A LITTLE HOUSE

"Each in the crypt would cry,
'But one freezes here! and why?
'When a heart, as chill,
'At my own would thrill
Back to life, and its fires out-fly?
'Heart, shall we live or die?
The rest ... settle by-and-by!'"

Robert Browning.


I

Rachel at Seddon Court watched, from her window, that first fallen snow.

Seddon Court is about three miles from the town of Lewes and lies, tucked and cornered, under the very brow of the Downs. It is a grey little house, old and stalwart, with a courtyard and two towers. The towers are Norman; the rest of the house is Tudor.

Beyond the actual building there are gardens that run to the very foot of the Downs, with only a patch and an old stone wall intervening. Above the house, day and night, year after year, the Downs are bending; everything, beneath their steady solemn gaze, is small and restless; as the colours are flung by the sun across their green sprawling limbs the house, at their feet, catches their reflected smile and, when the sun is gone and the winds blow, cowers beneath their frown; everything in that house is conscious of their presence.

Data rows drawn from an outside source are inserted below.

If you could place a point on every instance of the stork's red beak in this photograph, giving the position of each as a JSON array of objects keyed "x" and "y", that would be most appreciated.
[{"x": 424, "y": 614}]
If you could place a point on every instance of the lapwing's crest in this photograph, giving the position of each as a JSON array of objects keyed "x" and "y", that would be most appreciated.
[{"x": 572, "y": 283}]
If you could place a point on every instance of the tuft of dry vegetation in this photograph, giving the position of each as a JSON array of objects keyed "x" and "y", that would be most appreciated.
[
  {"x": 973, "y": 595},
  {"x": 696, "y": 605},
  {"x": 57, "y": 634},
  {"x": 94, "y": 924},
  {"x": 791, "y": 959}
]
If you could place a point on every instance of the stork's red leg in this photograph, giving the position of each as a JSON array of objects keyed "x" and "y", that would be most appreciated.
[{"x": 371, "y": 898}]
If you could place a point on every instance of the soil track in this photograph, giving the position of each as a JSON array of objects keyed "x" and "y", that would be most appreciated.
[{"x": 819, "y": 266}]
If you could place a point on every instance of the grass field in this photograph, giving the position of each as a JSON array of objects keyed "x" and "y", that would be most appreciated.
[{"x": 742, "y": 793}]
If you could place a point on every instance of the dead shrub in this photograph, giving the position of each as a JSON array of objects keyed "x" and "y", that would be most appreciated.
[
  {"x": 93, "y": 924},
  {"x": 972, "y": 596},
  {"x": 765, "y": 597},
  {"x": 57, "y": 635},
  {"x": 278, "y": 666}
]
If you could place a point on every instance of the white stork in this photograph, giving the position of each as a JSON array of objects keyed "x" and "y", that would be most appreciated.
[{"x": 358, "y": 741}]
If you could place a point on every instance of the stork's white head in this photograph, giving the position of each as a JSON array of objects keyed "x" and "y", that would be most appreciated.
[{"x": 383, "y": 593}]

Rachel had been at Seddon Court for a month and now, at the window of her writing-room, looking across the garden, up into their dark shadows, she wondered at their indifference and monotony. Anyone who had known her before her marriage would be struck instantly, on seeing her now, by a change in her.

Her whole attitude to the world, during her first season in London, had been an attitude of wonder, of expectation, of the uncertainty that comes from expectation.